Menghasilkan PNS Profesional
Selain bertujuan untuk mengembangkan kompetensi CPNS, ternyata pelatihan ini juga berguna dalam menghasilkan PNS profesional dan berkarakter. Hal ini tentu berdasar core values ASN (Aparatur Sipil Negara) dalam menjalankan tugas maupun jabatannya jadi pelaksana kebijakan publik. Bukan hanya itu, tugasnya juga berkaitan dengan perekat pemersatu bangsa dan pelayanan publik.
Sistem Pelaksanaan Pelatihan Dasar
Selain mengetahui tujuannya, pastikan juga tidak melewatkan sistem pelaksanaan pelatihan dasar tersebut. Dalam hal ini, pelaksanaannya bisa lewat pelatihan klasikal maupun blended learning.
Biasanya pelatihan klasikal berlangsung selama 511 jam pelajaran. Hal ini setara 51 hari kerja. Sementara untuk blended learning berlangsung selama 647 jam pelajaran atau sebanding 74 hari kerja.
Berbicara mengenai sistem, hampir tiap tahun, baik itu di Pemerintah Pusat, Kabupaten/Kota dan Provinsi melaksanakan penerimaan pegawai lewat seleksi dengan Computer Assisted Test (CAT). Sistem tersebut memiliki prinsip yang cepat, transparan dan akuntabel.
Dengan tujuan dan sistem tersebut, harapannya Pelatihan Dasar Calon Pegawai Negeri Sipil ini bisa lebih mudah dalam menjalankan tugasnya. Alhasil, PNS bisa memberi warna yang jauh lebih baik di tiap instansi.
Kurikulum Pelatihan Dasar
Pelatihan dasar ini memiliki kurikulum tersendiri. Adapun kurikulum tersebut yaitu Kurikulum Penguatan Kompetensi Teknis Bidang Tugas serta Kurikulum Pembentukan Karakter.

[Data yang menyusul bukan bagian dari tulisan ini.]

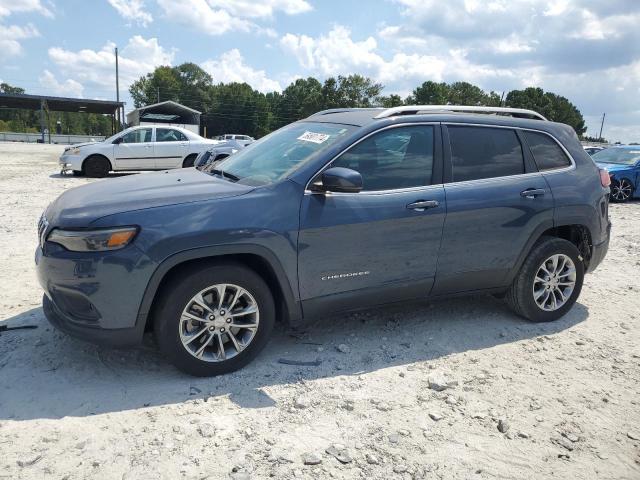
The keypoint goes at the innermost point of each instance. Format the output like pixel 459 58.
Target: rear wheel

Kurikulum Penguatan Kompetensi Teknis Bidang Tugas berlangsung secara e-learning dengan materi administratif dan substantif Kementerian Keuangan. Sementara untuk Kurikulum Pembentukan Karakter berlangsung lewat beberapa tahapan. Mulai dari tahap pembelajaran mandiri, pembelajaran distance learning hingga klasikal.

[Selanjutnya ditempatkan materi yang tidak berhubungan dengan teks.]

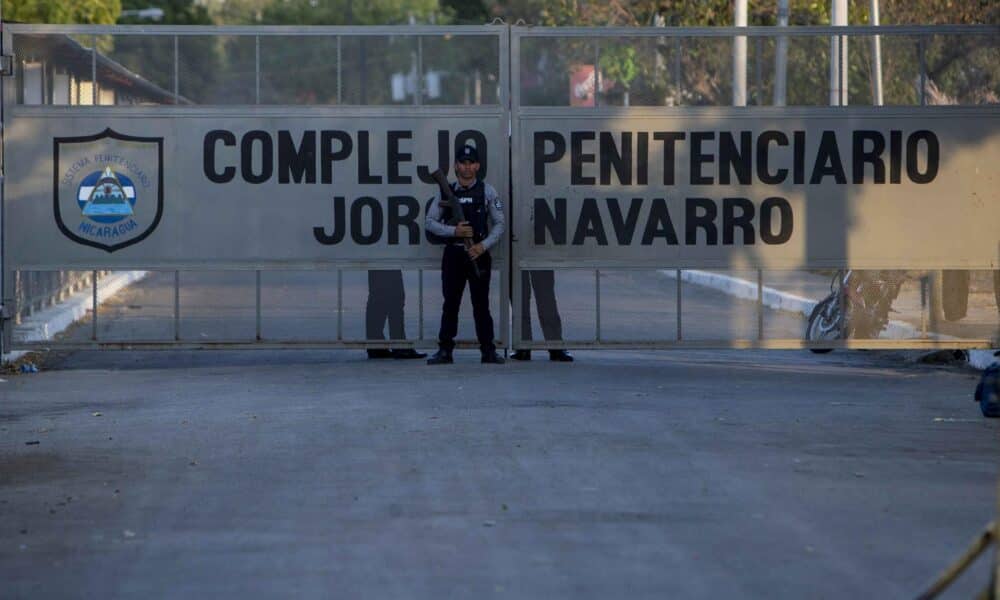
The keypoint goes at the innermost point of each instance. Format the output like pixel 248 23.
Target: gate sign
pixel 108 189
pixel 767 188
pixel 167 188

Dari uraian di atas, tentu bisa mengetahui apa saja tujuan pelaksanaan Pelatihan Dasar Calon Pegawai Negeri Sipil. Bukan hanya tujuannya saja, melainkan juga bisa memahami sistem hingga kurikulum yang ada pada pelatihan dasar ini. Pada akhirnya, pelatihan tersebut penting bagi masa depan CPNS.